British coastguard blocks former RNLI boat from rescuing migrants
A former RNLI rescue ship has reportedly been blocked from rescuing migrants in the Mediterranean by British Coastguard officials.
Aurora spent 25 years as an RNLI Trent class lifeboat, before being sold in 2019 to British charity Search and Rescue Relief, which also operates the Banksy-funded rescue ship Louise-Michel.
Aurora, certified as a lifeboat in England, is now deployed within the central Mediterranean and operated by the non-profit rescue organisation Sea-Watch in partnership with Search and Rescue Relief.
According to a press release from Sea-Watch, the 14-metre Aurora is a fast ship with speeds of 25 knots, and can reach positions more quickly than the larger rescue ships.
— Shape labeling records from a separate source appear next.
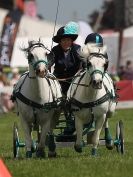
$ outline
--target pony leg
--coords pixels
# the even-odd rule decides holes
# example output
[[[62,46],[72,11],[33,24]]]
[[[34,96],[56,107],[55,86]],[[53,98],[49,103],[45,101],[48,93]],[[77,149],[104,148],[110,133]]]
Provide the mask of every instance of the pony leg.
[[[99,144],[99,137],[100,137],[100,133],[101,133],[104,121],[105,121],[105,117],[106,115],[104,114],[102,117],[97,118],[96,123],[95,123],[95,132],[92,137],[93,147],[92,147],[92,152],[91,152],[93,156],[97,154],[97,146]]]
[[[47,120],[45,124],[41,127],[41,135],[40,141],[37,146],[36,156],[39,158],[45,158],[45,143],[46,143],[46,136],[50,128],[50,121]]]
[[[80,118],[75,117],[75,127],[77,133],[77,140],[75,143],[75,151],[81,153],[82,152],[82,133],[83,133],[83,122]]]
[[[31,146],[32,146],[32,138],[31,138],[31,127],[28,125],[28,123],[21,118],[23,130],[24,130],[24,135],[25,135],[25,145],[26,145],[26,157],[31,158],[32,157],[32,151],[31,151]]]
[[[48,157],[56,157],[56,144],[54,140],[54,134],[52,131],[50,131],[48,135]]]
[[[106,148],[109,150],[113,149],[113,140],[111,137],[111,133],[109,131],[109,123],[108,123],[108,118],[106,118],[105,124],[105,144],[106,144]]]

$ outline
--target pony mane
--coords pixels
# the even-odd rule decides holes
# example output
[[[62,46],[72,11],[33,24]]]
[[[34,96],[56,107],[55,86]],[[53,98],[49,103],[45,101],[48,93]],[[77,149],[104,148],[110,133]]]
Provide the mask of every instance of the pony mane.
[[[80,56],[83,58],[88,58],[91,53],[106,54],[106,52],[107,52],[106,45],[100,46],[98,44],[88,43],[81,47]]]

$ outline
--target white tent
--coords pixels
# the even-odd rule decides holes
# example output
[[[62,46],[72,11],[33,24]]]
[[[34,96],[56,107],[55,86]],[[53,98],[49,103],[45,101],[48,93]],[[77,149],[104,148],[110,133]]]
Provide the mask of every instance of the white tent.
[[[7,10],[0,9],[0,36],[3,28],[3,20],[7,13]],[[60,27],[61,25],[56,25],[55,33]],[[14,43],[14,49],[11,58],[11,67],[28,66],[28,62],[23,52],[19,49],[22,46],[26,46],[28,44],[28,40],[38,40],[39,38],[41,38],[43,39],[43,43],[47,45],[49,49],[51,49],[52,37],[53,35],[55,35],[53,33],[54,23],[23,15]]]
[[[120,64],[125,65],[127,60],[133,62],[133,26],[123,31]]]
[[[38,37],[32,38],[32,40],[38,40]],[[11,67],[28,67],[28,60],[20,48],[28,47],[28,37],[17,37],[14,44],[14,50],[12,54]],[[52,38],[44,37],[41,38],[41,42],[48,48],[51,49]],[[53,46],[55,43],[53,43]]]

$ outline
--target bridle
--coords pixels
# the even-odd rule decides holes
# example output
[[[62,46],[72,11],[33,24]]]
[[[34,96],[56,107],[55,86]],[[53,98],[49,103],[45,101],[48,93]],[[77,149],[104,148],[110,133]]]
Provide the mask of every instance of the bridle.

After a 1st mission in the #Mediterranean and the rescue of 85 people, flag state United Kingdom detains our new rescue ship #Aurora under dubious reasons – although the ship previously performed its life-saving service for years on behalf of the British Ministry of Transport. pic.twitter.com/UHCz4ca0B8
— Sea-Watch International (@seawatch_intl) June 24, 2022
On 29 May, the vessel rescued 85 migrants from a sinking skiff off the coast of north Africa, during a failed attempt to reach Europe from Libya.
The six-person crew of Aurora took the rescued people to Italy, after receiving permission from Italian authorities.
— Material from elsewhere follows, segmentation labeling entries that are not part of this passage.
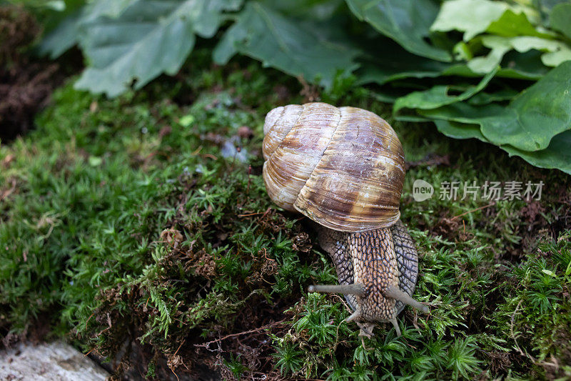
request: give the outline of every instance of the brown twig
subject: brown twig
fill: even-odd
[[[286,321],[286,319],[284,318],[284,319],[282,319],[281,320],[278,320],[277,322],[273,322],[272,323],[268,323],[268,324],[266,324],[266,325],[263,325],[261,327],[258,327],[258,328],[255,328],[253,330],[248,330],[248,331],[243,331],[243,332],[238,332],[238,333],[232,333],[232,334],[230,334],[230,335],[226,335],[223,337],[220,337],[218,339],[216,339],[216,340],[212,340],[212,341],[209,341],[208,342],[205,342],[204,344],[195,344],[194,346],[195,347],[202,347],[208,349],[208,347],[210,346],[211,344],[213,344],[215,342],[221,342],[223,340],[226,340],[226,339],[228,339],[230,337],[236,337],[236,336],[240,336],[241,335],[247,335],[248,333],[254,333],[254,332],[263,331],[263,330],[266,330],[266,329],[268,329],[268,328],[269,328],[271,327],[273,327],[275,325],[278,325],[279,324],[281,324],[285,321]]]

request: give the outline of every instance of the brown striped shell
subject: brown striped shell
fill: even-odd
[[[398,220],[404,154],[393,128],[375,114],[290,104],[268,113],[263,132],[263,179],[278,206],[342,232]]]

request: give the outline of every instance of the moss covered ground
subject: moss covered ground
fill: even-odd
[[[35,131],[0,147],[4,345],[66,337],[117,379],[205,367],[228,380],[571,377],[569,176],[395,122],[374,90],[300,89],[208,55],[112,100],[71,79]],[[400,338],[380,325],[361,341],[340,296],[306,292],[335,269],[307,221],[266,194],[266,113],[315,97],[377,112],[403,142],[414,296],[430,314],[405,309]],[[431,199],[414,201],[416,179]],[[486,180],[544,186],[540,200],[439,197],[445,182]]]

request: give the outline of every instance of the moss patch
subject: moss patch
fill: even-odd
[[[118,377],[132,353],[158,378],[202,365],[228,379],[571,376],[568,176],[395,122],[372,90],[320,94],[387,117],[410,167],[402,218],[431,313],[407,308],[402,337],[381,325],[362,342],[340,297],[306,293],[335,270],[261,177],[263,117],[303,102],[299,89],[249,61],[208,65],[114,100],[69,84],[0,147],[5,342],[47,315],[52,335],[118,360]],[[413,200],[416,179],[431,199]],[[545,185],[537,201],[439,197],[444,182],[486,180]]]

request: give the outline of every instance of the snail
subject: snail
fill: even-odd
[[[404,153],[393,128],[375,114],[325,103],[290,104],[268,113],[263,176],[271,199],[315,222],[318,241],[335,264],[340,292],[360,335],[390,322],[412,297],[418,273],[415,244],[400,222]]]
However, a new investigation published in The i reveals that, two days later, the UK’s MCA (Maritime and Coastguard Agency) sent the charity a notice to prevent Aurora from heading back to sea as it was operating beyond its ‘geographical limitations’ of the UK’s Rescue Boat Code, which Aurora is certified under.
The news comes after the EU agency for Fundamental Rights issued a warning this week (20 June 2022) that humanitarian groups are facing a crackdown by red tape in the Mediterranean. Out of 21 NGO search and rescue boats and planes in the region, only ten are operational amid a suite of legal challenges.
Tracking data for Aurora shows the vessel has been stranded on the Sicilian island of Lampedusa, where the migrants disembarked, for over a month.
According to The i, lawyers for British charity Search and Rescue Relief are now launching a legal arbitration with MCA in an attempt to get the Aurora and its crew, which includes a doctor, back on the water.
MCA has said it acted after Italian authorities raised concerns about the vessel’s certification.
“As its main reason for detaining the rescue vessel, the MCA falsely claims that the scope of the vessel’s certification is limited to the U.K,” Sea-Watch says in a statment. “However, the Rescue Boat Code, under which the ship was certified, does not restrict the use of boats abroad.”
More than 18,000 people have crossed the Mediterranean so far this year, and 840 have died.
“People have drowned while our ship – a lifesaving vessel previously operated for years as a rescue boat on behalf of the UK department of transport – is blocked in port. This politically motivated paralysis enforced upon civil rescue operations contributes to a mounting death toll. More will die as a result of this government’s failure to rescue those seeking refuge,” says Hannah Wallace-Bowman, search & rescue coordinator at Sea-Watch.
“I’m very frustrated and concerned that Aurora is being blocked from continuing to carry out life saving work by the authorities of the country it served for so many years. Aurora SAR was designed and built for a single purpose, to help people in distress. The MCA are choosing to prohibit this, using a geographical restriction that simply does not exist. Aurora had been accepted by the MCA until the point it carried out the first rescue,” says Dickon Mitchell, trustee of Search and Rescue Relief.